Accelerate ML Workload Delivery with the Code Editor in Amazon SageMaker Unified Studio

Amazon SageMaker Unified Studio is an all-in-one integrated development environment (IDE) that consolidates your analytical and AI data tools. As part of the next generation of Amazon SageMaker, it features integrated tools for constructing data pipelines, sharing datasets, overseeing data governance, conducting SQL analytics, developing artificial intelligence and machine learning (AI/ML) models, and crafting generative AI applications. AWS recently unveiled two new features that enhance the development experience for analytics and ML teams: Code Editor and multiple spaces. These IDE enhancements enable developers and data scientists to accelerate ML workload delivery by providing familiar IDE layouts, popular extensions for development enhancement, and essential debugging and testing functionalities, all within a cohesive environment.

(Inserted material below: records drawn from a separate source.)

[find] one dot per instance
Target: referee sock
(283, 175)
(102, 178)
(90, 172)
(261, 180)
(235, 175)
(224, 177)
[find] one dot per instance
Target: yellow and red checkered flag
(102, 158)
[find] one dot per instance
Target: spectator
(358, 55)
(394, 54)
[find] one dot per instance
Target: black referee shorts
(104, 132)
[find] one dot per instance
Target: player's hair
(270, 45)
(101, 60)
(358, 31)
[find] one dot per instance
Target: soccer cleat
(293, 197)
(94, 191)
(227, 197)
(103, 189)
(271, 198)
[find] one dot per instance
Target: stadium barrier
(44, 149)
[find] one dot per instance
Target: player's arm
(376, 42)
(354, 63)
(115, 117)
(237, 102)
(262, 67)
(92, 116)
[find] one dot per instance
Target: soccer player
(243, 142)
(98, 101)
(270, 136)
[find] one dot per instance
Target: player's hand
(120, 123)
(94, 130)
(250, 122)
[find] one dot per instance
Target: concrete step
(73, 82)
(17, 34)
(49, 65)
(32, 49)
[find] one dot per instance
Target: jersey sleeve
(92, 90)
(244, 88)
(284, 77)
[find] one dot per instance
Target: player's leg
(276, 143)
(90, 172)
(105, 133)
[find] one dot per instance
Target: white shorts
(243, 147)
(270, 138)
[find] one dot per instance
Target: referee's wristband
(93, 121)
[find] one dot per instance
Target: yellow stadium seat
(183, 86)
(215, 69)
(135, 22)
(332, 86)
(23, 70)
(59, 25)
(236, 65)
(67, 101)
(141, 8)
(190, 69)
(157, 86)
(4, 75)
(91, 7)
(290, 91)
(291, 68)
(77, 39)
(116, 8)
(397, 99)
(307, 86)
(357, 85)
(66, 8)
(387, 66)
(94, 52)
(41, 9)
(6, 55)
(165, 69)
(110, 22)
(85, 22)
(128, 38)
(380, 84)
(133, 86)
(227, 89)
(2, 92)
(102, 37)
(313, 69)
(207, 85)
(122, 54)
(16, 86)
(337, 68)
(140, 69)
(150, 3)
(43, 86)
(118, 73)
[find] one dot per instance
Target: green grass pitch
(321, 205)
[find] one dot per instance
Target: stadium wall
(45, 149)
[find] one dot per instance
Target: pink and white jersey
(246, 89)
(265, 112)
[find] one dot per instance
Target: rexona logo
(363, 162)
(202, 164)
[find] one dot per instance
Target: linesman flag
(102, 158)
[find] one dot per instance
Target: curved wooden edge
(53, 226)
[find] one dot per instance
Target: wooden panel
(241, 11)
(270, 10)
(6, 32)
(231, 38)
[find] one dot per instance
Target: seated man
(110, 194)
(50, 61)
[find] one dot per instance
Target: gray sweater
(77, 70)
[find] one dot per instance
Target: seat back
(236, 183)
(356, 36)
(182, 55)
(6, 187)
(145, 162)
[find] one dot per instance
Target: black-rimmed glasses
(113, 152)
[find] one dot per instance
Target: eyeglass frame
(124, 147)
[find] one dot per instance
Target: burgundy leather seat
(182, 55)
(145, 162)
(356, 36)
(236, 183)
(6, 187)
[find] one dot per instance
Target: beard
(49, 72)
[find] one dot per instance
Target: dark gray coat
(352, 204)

Code Editor, built on Code-OSS (Visual Studio Code – Open Source), offers a lightweight yet robust IDE with familiar shortcuts and terminal access, along with advanced debugging and refactoring features. The VSCode IDE, along with Code-OSS variants like Code Editor, continues to be the most popular development tool in recent years. Teams can enhance their productivity by utilizing thousands of Code Editor-compatible extensions from the Open VSX extension gallery. The Code Editor IDE within SageMaker Unified Studio supports version control and cross-team collaboration via GitHub, GitLab, or Bitbucket repositories, while providing a preconfigured SageMaker distribution for key ML frameworks.

In SageMaker Unified Studio, a space refers to a work environment tailored to a specific IDE. To fully leverage Code Editor alongside other coding interfaces like JupyterLab, SageMaker now accommodates multiple spaces for each user per project. This allows users to effectively manage parallel workstreams with varying computational requirements. Each space is inherently linked to a single application instance, allowing users to seamlessly organize storage and resource needs. This upgrade provides the flexibility to access numerous applications and instances simultaneously, enhancing workflow management and productivity.

This post guides you on utilizing the new Code Editor and multiple spaces functionality in SageMaker Unified Studio. The example solution demonstrates how to develop an ML pipeline that streamlines the standard end-to-end ML processes of building, training, evaluating, and optionally deploying an ML model.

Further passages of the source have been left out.